Bert ha coniato un nuovo nome: le costellazioni mediali, condotte dall’Altrove, di cui siamo mezzi, mediatori. Mi auguro che il mio racconto e le sue parole possano far giungere un eco della profondità e forza delle nuove costellazioni familiari, anch’esse, a loro volta, in continuo movimento

I grandi movimenti sono meno efficaci dei piccoli movimenti. I piccoli movimenti sono meno efficaci dell’immobilità. L’immobilità è il movimento eterno” Wang Xiang Zhai

Come iniziare bene qualcosa a cui ci si appresta? Con un grazie.

Ringrazio le domande ricevute e quelle poste, l’esperienza, la pratica fatta quale partecipante, rappresentante e, a sorpresa, “costellata”. In realtà ogni domanda, ogni frase dall’altrove, ogni movimento dei rappresentanti nella costellazione, è per tutti i presenti, compreso chi – afferrato per mano e condotto – conduce. Tutti sono chiamati a esporsi, raccolti, all’effetto di ciò che si rivela. E tutti ne sono toccati, in un modo o nell’altro.

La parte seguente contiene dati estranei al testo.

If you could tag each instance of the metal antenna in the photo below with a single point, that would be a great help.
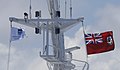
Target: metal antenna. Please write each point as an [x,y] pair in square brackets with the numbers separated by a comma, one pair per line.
[71,9]
[30,9]
[65,8]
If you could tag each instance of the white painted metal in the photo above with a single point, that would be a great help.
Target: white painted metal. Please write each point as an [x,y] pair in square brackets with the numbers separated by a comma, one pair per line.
[61,57]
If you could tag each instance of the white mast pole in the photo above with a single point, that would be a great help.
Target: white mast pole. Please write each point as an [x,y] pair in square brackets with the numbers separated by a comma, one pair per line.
[84,41]
[9,50]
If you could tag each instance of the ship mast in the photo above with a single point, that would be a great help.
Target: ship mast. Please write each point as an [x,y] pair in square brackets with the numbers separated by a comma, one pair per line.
[61,58]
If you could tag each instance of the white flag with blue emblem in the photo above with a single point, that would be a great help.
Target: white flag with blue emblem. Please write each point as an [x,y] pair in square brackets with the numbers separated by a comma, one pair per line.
[17,33]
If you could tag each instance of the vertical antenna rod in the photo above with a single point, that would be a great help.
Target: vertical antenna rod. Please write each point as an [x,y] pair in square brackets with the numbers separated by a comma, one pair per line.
[71,9]
[65,8]
[30,9]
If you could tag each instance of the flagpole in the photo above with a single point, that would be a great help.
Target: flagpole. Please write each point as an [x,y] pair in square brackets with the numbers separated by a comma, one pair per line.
[84,41]
[9,49]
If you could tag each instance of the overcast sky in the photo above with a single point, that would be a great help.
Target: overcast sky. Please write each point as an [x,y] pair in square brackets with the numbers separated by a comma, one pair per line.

Si può quindi davvero chiamare, quella ricevuta, la “mia”, la “tua” costellazione? In questo nuovo incedere del lavoro con le costellazioni, dove con quieta evidenza i presenti sono chiamati a esporsi a quella forza creativa che tutti attraversa, l’invito è a entrare nella consapevolezza del “noi”. Una nuova consapevolezza, oltre la mia ricerca di una soluzione, al di là dei dettami della coscienza personale che cerca la ragione e di aver ragione.

Piuttosto che la scomoda verità? Che caspita è mai la verità? Che sia l’evidenza dei fatti? E tale evidenza sorprende sempre nel suo disarmante dispiegarsi, nel suo immediato esprimersi. È intuitiva, come il primo pensiero. Il secondo ha già meno forza. Per questo ciò che ha energia nella costellazione, nella rappresentazione si rende subito palese. A tale proposito, in questo nuova dimensione, che Hellinger chiama mediale, diventa irrilevante anche l’esposizione del tema su cui lavorare.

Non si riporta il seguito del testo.